Il serait également juste que les laboratoires pharmaceutiques qui réalisent tout ou partie de leur activité dans le secteur du médicament animal participent à ce modèle de sécurité sociale animale. En effet, la France est le pays leader dans la recherche, fabrication de médicaments et examens vétérinaires sur le territoire européen. Avec un chiffre d’affaires de plus de 900 millions d’euros réalisé en 2020, le marché français se place aussi en première position ; avec 3 000 autorisations de mise sur le marché, la France possède la plus grande ressource thérapeutique d’Europe, elle emploie 6700 travailleurs salariés dans ses entreprises, et deux médicaments français sur trois sont destinés à l’export.

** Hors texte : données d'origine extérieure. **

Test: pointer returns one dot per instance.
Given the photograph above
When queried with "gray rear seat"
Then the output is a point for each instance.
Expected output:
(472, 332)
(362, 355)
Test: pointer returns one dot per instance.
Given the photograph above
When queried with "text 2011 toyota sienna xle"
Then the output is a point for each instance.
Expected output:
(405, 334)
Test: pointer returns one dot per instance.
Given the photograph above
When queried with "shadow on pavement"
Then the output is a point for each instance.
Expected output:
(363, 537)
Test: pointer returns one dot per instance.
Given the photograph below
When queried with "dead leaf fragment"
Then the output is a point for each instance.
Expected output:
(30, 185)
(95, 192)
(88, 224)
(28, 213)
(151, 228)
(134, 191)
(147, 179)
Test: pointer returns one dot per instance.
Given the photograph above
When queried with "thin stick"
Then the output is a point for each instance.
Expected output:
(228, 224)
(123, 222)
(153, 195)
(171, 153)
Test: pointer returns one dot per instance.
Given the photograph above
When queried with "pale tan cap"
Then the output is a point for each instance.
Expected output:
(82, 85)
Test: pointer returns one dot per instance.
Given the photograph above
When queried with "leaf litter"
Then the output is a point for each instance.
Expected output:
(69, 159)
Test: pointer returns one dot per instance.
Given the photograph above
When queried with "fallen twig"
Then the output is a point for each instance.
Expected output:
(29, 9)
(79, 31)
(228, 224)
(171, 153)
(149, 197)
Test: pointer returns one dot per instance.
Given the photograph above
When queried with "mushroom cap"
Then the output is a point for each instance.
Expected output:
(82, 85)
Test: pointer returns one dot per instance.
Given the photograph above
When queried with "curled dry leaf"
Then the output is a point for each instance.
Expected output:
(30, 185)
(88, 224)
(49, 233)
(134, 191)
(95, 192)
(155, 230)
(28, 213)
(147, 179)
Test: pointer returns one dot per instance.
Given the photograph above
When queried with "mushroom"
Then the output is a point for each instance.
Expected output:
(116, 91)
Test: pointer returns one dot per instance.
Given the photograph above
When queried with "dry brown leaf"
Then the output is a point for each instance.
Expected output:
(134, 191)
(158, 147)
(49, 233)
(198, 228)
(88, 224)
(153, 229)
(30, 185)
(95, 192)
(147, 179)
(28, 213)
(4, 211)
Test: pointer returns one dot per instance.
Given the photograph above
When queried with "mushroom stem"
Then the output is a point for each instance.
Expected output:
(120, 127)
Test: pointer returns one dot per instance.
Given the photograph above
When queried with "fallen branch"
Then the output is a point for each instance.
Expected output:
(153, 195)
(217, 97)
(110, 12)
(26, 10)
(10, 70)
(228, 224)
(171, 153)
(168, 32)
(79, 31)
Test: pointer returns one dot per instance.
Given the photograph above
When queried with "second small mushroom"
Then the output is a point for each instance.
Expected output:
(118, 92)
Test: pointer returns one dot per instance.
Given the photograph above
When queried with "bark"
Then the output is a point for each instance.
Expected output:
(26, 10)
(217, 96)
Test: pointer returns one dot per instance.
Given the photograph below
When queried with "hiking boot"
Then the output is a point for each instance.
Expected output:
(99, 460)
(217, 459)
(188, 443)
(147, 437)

Parmi les dix premiers laboratoires mondiaux figurent trois entreprises françaises : Virbac, Ceva et Vetoquinol.
La sécurité sociale animale pourrait également être financée par un fonds public abondé par l’Etat annuellement à hauteur de 10 euros par chien et par chat identifié au sein du fichier national d’identification des carnivores domestiques, le fichier “I-CAD”. Cet ordre de grandeur a été identifié sur le modèle du financement, par l’Etat, de l’éco-contribution, fonds permettant aux fédérations de chasse de mener une mission de régulation de la biodiversité, auquel l’Etat verse 10 euros annuellement, par permis de chasse délivré. Si l’Etat a les capacités financières d’abonder un tel fonds à hauteur de 10 euros par permis de chasse, nous l’invitons à faire de même pour une cause sociale et juste : la prise en charge des frais de santé des animaux de compagnie de nos concitoyens, qui font face à des prix vétérinaires exorbitants, et un objectif de santé environnementale par la lutte contre l'errance animale et la propagation des maladies animales.
A ce titre, nous proposons donc la création d'un nouveau programme intitulé "Expérimentation d'une sécurité sociale animale" doté d'un euro symbolique en autorisation d'engagement et crédit de paiement. Au titre de la recevabilité financière, nous diminuons à due concurrence les autorisations d'engagement et crédits de paiement de l'action 02 "Ségur investissement du PNRR" du programme 379 "Compensation à la Sécurité sociale du coût des dons de vaccins à des pays tiers et reversement des recettes de la Facilité pour la Relance et la Résilience (FRR) européenne au titre du volet « Ségur investissement » du plan national de relance et de résilience (PNRR) ".